You'd think, given that rehearsals are weekday evening types of occurrences, that a Saturday afternoon game would be one of those very rare instances when I would get to watch. Well, not when the game coincides with work weekend, when I have to spend all afternoon hanging lights for our impending performance. If there's one thing four years of college education has taught me, it's that the theatre department always gets the upper hand.
To be honest, though, I'm not sure I really would have been grasp the game even if I had been able to watch. It's been months since I saw a full Sabres game (to be fair, only mostly because I haven't been trying: last week's Capitals match-up was cut short by a technical failure). Even though it's finally, finally warming up around this place, it seems impossible that the season is over. Now, I'm no dummy. I have the internet, and my regular daily blog rounds, so when all reasonable hope was gone, I knew it, and when all mathematical hope was gone, I certainly knew it. So it's not like I didn't know that this was their last game, but I think it's going to take a while for that to really sink in. I've grown so accustomed to the thought that, even though I can't see them, the Sabres are still playing hockey, that it's hard for me to comprehend a world in which, even though I can't see them, they are done playing hockey. It's sad to see it phrased this way, but I've gotten so used to being hockey-less that the end of the season doesn't really phase me. Not that it should be some big dramatic event, but other than the content of the blogs I read, nothing in my life is going to change. Just like all last month and more, I still won't be watching hockey.
It's hard to remember at this point, but I'm pretty sure last season was different. The two seasons were superficially pretty similar: they both ended with the Sabres just barely on the outside looking in, and they both contained month-long stretches of me not being able to watch. But somehow, last season, even though I was six whole time zones away, I felt something. Maybe it was just my residual affection and expectations for the 2006-2007 squad ultimately ending to disappointment, or maybe it was just my favorite player having one of the best years of his career and getting nothing to show for it from his team, but there was definitely a feeling of loss and lament. This time around, I got the text message telling me the Sabres had won their final and meaningless game 6-1 and all I could do was stare at it blankly, wondering what it could possibly mean.
Only one bit of information in the text solicited any kind of response in me: Thomas Vanek made it to 40 goals. Initially, I took this as a very small victory in a mostly painfully unremarkable season. Last season, even though it saw Sabres hockey and Sabres fans come crashing back to earth, there were still a number of positives to take away. I think back to my upgrade/downgrade ratings of last spring, and how I gushed about Pominville, Hecht and Spacek, and it seems all so foreign.
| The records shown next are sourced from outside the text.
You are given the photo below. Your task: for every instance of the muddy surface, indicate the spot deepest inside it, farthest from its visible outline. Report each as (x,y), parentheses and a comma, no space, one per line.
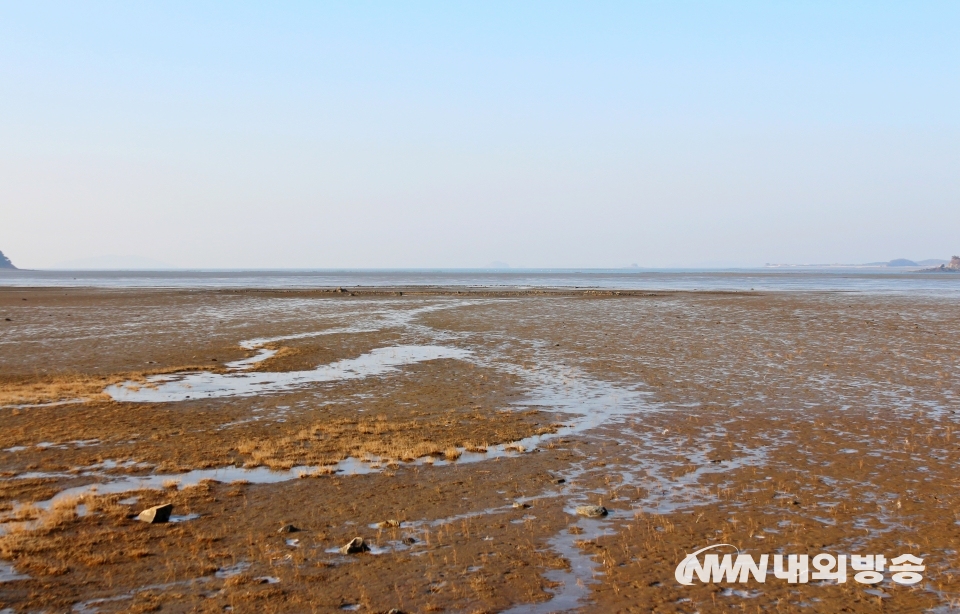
(779,423)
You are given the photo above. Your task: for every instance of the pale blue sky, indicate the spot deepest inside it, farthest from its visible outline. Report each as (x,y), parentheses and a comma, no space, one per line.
(361,134)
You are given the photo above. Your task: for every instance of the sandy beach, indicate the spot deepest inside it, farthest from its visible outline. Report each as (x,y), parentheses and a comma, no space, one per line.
(457,432)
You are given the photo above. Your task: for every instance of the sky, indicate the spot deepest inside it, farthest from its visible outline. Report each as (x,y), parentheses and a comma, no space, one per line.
(455,134)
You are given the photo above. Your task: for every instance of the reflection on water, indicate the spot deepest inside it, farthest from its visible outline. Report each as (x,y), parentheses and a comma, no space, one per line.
(884,281)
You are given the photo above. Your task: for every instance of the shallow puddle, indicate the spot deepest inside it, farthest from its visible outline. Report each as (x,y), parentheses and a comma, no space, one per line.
(204,385)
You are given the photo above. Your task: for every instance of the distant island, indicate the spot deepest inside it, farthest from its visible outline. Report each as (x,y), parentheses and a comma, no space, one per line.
(5,262)
(951,267)
(895,263)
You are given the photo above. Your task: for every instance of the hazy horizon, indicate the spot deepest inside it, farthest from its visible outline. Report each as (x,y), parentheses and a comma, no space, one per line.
(543,135)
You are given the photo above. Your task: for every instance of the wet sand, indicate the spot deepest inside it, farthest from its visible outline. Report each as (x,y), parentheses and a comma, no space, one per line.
(781,423)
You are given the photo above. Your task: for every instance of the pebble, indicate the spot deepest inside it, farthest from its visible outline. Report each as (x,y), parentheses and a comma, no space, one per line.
(356,546)
(156,514)
(592,511)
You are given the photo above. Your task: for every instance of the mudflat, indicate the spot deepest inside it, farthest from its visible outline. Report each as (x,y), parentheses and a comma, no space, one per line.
(457,432)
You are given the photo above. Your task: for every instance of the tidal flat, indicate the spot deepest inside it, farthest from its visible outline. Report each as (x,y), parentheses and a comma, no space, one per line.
(456,432)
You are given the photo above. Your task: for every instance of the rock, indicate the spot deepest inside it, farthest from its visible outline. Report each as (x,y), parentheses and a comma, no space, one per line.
(156,514)
(592,511)
(355,546)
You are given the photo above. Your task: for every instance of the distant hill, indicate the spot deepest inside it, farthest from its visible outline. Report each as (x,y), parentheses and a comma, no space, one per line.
(5,262)
(951,267)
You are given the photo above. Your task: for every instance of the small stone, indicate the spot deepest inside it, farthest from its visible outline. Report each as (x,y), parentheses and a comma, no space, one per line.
(156,514)
(592,511)
(356,546)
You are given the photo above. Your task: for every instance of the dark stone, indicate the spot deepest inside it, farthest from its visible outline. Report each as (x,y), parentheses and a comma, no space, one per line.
(356,546)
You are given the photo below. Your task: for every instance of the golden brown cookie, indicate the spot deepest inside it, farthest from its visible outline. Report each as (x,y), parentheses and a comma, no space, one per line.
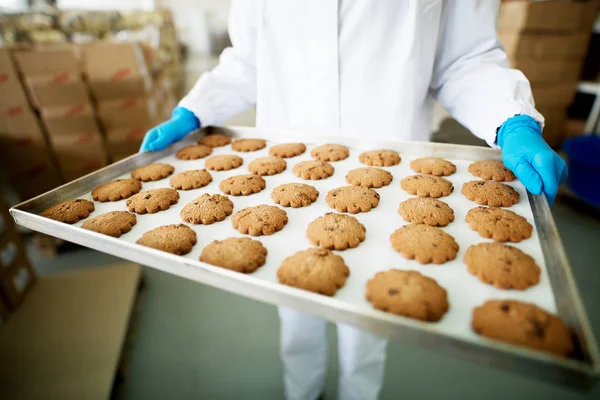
(177,239)
(114,223)
(294,195)
(492,169)
(352,199)
(490,193)
(425,210)
(152,172)
(316,270)
(70,211)
(499,224)
(424,243)
(427,185)
(523,324)
(243,185)
(503,266)
(237,254)
(207,209)
(330,152)
(433,166)
(407,293)
(116,190)
(153,201)
(369,177)
(192,179)
(313,170)
(336,231)
(287,150)
(259,220)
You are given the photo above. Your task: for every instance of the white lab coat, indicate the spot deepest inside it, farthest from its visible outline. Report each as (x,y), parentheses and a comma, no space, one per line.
(356,68)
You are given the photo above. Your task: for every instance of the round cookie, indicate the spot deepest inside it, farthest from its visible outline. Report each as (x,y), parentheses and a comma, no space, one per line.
(313,170)
(330,152)
(294,195)
(243,185)
(503,266)
(237,254)
(153,201)
(259,220)
(426,244)
(116,190)
(207,209)
(267,166)
(523,324)
(407,293)
(191,179)
(427,185)
(336,231)
(492,169)
(380,158)
(176,239)
(152,172)
(70,211)
(316,270)
(352,199)
(425,210)
(490,193)
(114,223)
(369,177)
(499,224)
(433,166)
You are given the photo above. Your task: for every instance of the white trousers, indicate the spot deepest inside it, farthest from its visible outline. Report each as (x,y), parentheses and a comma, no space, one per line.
(304,357)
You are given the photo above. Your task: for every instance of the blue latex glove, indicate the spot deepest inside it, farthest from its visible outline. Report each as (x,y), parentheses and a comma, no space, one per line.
(182,122)
(529,157)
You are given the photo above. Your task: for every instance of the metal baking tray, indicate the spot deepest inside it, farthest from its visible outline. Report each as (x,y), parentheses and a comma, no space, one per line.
(556,292)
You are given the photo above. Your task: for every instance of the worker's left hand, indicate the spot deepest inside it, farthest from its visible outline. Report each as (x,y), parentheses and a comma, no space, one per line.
(529,157)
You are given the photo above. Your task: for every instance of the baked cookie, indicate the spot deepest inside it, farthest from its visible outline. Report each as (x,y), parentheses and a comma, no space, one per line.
(313,170)
(114,223)
(503,266)
(70,211)
(424,243)
(294,195)
(433,166)
(523,324)
(207,209)
(287,150)
(267,166)
(330,152)
(223,162)
(407,293)
(243,185)
(152,172)
(490,193)
(116,190)
(237,254)
(176,239)
(352,199)
(316,270)
(369,177)
(192,179)
(425,210)
(499,224)
(153,201)
(259,220)
(427,185)
(380,158)
(336,231)
(492,169)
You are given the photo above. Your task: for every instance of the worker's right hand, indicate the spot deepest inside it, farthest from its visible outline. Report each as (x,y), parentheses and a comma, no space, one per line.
(182,122)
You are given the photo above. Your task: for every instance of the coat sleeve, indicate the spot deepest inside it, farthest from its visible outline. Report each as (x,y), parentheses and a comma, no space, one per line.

Now, either I've grown bitter or the team has grown insufferable, but either way, I'm sure if (maybe when?) I replicate that exercise for this season there won't be half as many upgrade labels. And as I pondered the text message further, even Thomas Vanek, who was one of the brightest spots from the very beginning of the season, getting 40 goals isn't that great. Sure, he probably would have made more if he hadn't been injured, but as it stands that's only four more than his total last year, when he was downright brutal until the All-Star Game. Not meaning that I'm at all unhappy with his performance this season (hell, I didn't even see half of it), but I think it really puts this season into perspective that these are the types of positives that we have to hang on to.
By the way, as I'm typing this, it's 11:53 PM, so I totally made my resolution this week.